Incompréhension et mécontentement ! Les modalités d’entrée au pays ne plaisent pas à la diaspora. Crise sanitaire ou pas, les Algériens de l’étranger souhaitant rentrer pour leurs familles ou leurs affaires sont partagés sur les restrictions anticovid imposées aux frontières et avant leur séjour.
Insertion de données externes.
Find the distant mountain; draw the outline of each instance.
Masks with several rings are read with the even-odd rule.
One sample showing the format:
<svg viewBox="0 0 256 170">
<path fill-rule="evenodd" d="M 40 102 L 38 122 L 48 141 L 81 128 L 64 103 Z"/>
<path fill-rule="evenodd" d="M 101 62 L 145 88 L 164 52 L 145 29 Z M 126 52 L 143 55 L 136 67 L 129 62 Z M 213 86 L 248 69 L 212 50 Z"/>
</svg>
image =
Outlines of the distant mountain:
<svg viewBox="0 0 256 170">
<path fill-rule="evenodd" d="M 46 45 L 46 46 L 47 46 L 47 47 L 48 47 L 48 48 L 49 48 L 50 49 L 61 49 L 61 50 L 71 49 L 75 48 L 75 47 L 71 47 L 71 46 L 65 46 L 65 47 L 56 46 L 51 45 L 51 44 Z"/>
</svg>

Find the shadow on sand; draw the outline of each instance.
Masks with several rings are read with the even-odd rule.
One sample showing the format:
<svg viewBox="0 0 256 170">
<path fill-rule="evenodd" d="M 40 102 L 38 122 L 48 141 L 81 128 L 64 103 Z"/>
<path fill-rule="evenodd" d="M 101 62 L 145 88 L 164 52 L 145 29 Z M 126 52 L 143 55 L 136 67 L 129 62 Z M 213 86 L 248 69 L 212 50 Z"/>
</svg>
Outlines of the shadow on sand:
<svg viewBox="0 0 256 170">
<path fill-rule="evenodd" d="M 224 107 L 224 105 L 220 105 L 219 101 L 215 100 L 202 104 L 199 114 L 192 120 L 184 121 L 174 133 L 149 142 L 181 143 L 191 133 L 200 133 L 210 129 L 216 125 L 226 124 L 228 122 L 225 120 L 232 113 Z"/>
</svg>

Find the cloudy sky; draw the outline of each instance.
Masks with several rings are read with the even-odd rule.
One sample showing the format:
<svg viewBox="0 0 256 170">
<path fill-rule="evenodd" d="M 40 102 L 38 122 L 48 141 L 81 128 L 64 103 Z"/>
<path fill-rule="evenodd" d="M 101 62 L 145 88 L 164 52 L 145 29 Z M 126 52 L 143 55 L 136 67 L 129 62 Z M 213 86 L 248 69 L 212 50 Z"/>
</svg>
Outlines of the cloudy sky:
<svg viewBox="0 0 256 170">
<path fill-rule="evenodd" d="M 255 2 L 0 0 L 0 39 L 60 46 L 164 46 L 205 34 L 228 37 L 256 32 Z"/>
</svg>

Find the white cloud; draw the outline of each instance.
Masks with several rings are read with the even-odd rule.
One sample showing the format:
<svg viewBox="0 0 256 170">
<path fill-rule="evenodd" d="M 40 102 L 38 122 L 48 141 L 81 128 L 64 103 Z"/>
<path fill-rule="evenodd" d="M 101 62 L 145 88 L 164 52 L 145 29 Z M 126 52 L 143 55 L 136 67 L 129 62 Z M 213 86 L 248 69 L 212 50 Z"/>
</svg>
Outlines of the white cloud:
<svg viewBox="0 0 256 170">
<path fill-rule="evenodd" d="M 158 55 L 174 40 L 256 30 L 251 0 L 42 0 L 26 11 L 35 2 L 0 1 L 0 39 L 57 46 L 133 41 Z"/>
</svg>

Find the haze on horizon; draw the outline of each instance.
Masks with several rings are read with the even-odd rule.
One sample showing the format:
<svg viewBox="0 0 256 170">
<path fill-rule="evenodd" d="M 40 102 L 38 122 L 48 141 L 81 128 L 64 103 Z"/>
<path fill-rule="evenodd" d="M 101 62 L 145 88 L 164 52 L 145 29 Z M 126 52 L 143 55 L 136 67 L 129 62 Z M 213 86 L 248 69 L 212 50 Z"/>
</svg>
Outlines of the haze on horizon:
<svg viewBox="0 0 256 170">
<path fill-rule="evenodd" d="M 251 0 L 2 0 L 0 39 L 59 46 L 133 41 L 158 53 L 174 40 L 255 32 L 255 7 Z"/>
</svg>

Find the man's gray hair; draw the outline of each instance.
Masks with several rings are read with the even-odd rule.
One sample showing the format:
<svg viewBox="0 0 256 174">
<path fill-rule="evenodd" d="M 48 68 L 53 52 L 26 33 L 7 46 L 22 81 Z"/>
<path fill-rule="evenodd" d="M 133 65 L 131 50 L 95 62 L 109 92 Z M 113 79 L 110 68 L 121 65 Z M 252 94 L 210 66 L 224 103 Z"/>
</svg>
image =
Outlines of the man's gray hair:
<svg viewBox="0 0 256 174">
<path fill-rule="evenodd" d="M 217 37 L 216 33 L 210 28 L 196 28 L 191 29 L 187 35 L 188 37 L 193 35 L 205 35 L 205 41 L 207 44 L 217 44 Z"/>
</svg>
Après une longue attente, certains les considèrent trop contraignantes, voire répulsives et espèrent un assouplissement.

PAR INES DALI
Après l’annonce des mesures sanitaires conditionnant l’entrée en Algérie suite à l’ouverture partielle des frontières aériennes, les ressortissants algériens à l’étranger sont partagés entre ceux qui demandent que les autorités concernées revoient certaines conditions, ceux qui attendent plus de clarifications et ceux qui les acceptent. Si les mesures éditées sont loin de faire l’unanimité, ce sont pourtant celles «demandées par les spécialistes depuis des mois», révèle le président de la Société algérienne d’infectiologie, le Dr Mohamed Yousfi.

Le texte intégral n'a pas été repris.